Dampak positif dari penurunan PPN diharapkan akan meliputi peningkatan konsumsi dan revitalisasi sektor riil. Dengan harga barang dan jasa yang lebih rendah, daya beli masyarakat diharapkan akan meningkat, mendorong permintaan domestik yang lebih kuat. Sektor-sektor yang sangat bergantung pada konsumsi, seperti makanan-minuman, ritel, pariwisata, dan logistik, akan merasakan dampak positif dari kebijakan ini.

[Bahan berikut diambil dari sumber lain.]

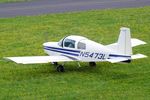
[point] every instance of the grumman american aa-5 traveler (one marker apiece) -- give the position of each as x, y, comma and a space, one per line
81, 49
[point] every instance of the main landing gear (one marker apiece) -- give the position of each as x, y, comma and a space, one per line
60, 68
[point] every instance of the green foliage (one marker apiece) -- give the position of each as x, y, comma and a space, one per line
22, 36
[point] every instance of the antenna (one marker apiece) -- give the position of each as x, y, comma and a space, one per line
46, 36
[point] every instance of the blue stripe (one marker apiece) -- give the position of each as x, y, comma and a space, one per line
77, 51
62, 52
114, 55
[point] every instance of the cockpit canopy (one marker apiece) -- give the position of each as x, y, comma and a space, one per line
73, 41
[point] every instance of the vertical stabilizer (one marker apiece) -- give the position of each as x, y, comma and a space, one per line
124, 42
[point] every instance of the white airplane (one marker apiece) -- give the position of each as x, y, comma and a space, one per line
81, 49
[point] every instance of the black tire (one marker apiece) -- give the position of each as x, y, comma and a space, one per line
92, 64
60, 68
55, 63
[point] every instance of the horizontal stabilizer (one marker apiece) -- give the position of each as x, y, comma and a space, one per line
117, 59
136, 42
38, 59
138, 56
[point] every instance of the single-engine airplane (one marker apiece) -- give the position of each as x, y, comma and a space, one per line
81, 49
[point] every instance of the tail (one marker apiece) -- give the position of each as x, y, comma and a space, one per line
124, 42
123, 47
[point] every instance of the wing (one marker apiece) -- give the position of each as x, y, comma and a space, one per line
39, 59
116, 60
136, 42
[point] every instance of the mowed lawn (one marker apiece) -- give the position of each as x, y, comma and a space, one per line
23, 36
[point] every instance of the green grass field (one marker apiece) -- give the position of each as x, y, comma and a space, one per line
22, 36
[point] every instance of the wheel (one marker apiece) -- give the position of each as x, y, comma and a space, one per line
60, 68
92, 64
55, 63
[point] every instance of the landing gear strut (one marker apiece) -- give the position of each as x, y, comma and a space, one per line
92, 64
60, 68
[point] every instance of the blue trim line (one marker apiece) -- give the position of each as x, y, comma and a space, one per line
77, 51
62, 52
70, 57
114, 55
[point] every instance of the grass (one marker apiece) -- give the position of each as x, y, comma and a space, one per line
22, 36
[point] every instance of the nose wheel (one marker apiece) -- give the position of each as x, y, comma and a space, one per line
60, 68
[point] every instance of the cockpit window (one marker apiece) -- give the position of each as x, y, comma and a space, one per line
81, 45
69, 43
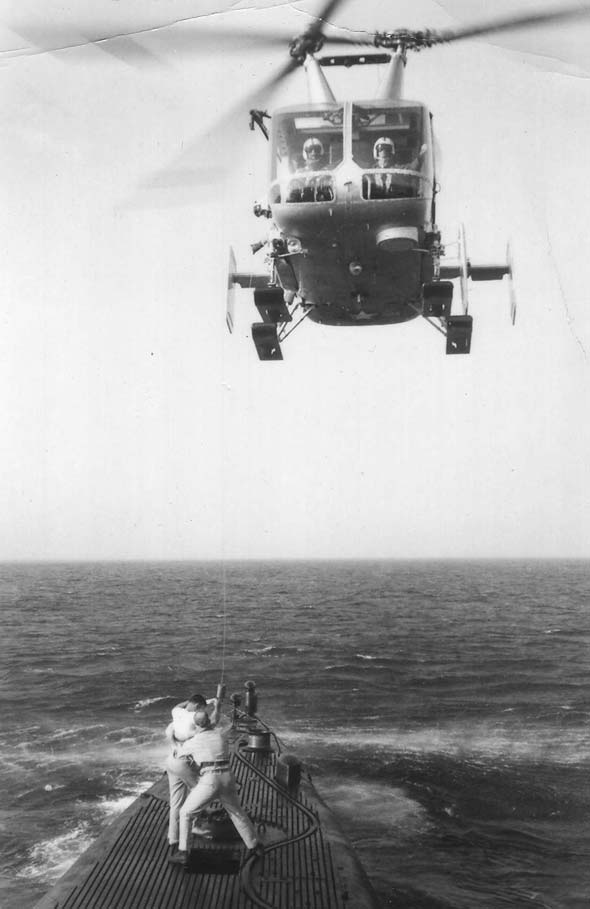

Lebih lanjut, penurunan tarif PPN juga memberikan insentif bagi pelaku usaha untuk bertransisi dari sektor informal ke formal. Pemangkasan beban pajak konsumsi diharapkan akan membuat peralihan ini lebih menarik bagi pengusaha kecil. “Ini bukan hanya tentang pajak yang lebih rendah; ini juga berkaitan dengan memberikan insentif bagi pelaku usaha untuk bergabung dalam ekosistem formal dan mendapatkan akses pembiayaan yang lebih besar,” tutur Fakhrul.

Salah satu isu penting yang perlu dicermati adalah bahwa penurunan PPN tidak selalu berarti pengurangan pendapatan negara. Dalam jangka menengah, kebijakan ini diharapkan dapat memperluas basis pajak dan meningkatkan kepatuhan fiskal, terutama jika warga masyarakat melihat arah kebijakan yang lebih pro-rakyat. “Kepatuhan fiskal dapat meningkat jika publik percaya bahwa kebijakan ini berpihak kepada mereka,” tambahnya.

Namun, Fakhrul menekankan perlunya adanya langkah serius dalam hal kepatuhan dan reformasi fiskal untuk menjaga keberlanjutan anggaran. Dua aspek yang perlu diperkuat adalah formalitas sektor-sektor yang berisiko tinggi terhadap ilegalitas—seperti perdagangan rokok tanpa pita cukai dan praktik miss-invoicing—serta pembangunan sistem perpajakan dan kepabeanan yang adil. “Upaya meningkatkan penerimaan negara tidak harus melulu melalui tarif yang tinggi. Justru, sistem yang adil dan dipercaya akan mendorong pertumbuhan ekonomi yang lebih baik,” tegasnya.

Kombinasi antara penurunan PPN, pemulihan daya beli, dan langkah-langkah untuk memformaliskan sektor informal diyakini dapat menciptakan momentum untuk pertumbuhan ekonomi yang lebih kuat. Menurut Fakhrul, potensi pertumbuhan ekonomi nasional melampaui 5,3% pada tahun 2026 bukanlah hal yang mustahil jika semua elemen ini saling mendukung.

Dalam konteks ini, kebijakan penurunan PPN menjadi langkah strategis yang berpotensi membawa dampak luas bagi masyarakat dan perekonomian. Peningkatan daya beli masyarakat dan penguatan sektor riil dapat berkontribusi pada stabilitas ekonomi yang lebih baik di masa depan. Keberhasilan implementasi kebijakan ini juga bergantung pada dukungan dari berbagai pihak, termasuk pemerintah, pelaku usaha, dan masyarakat secara keseluruhan.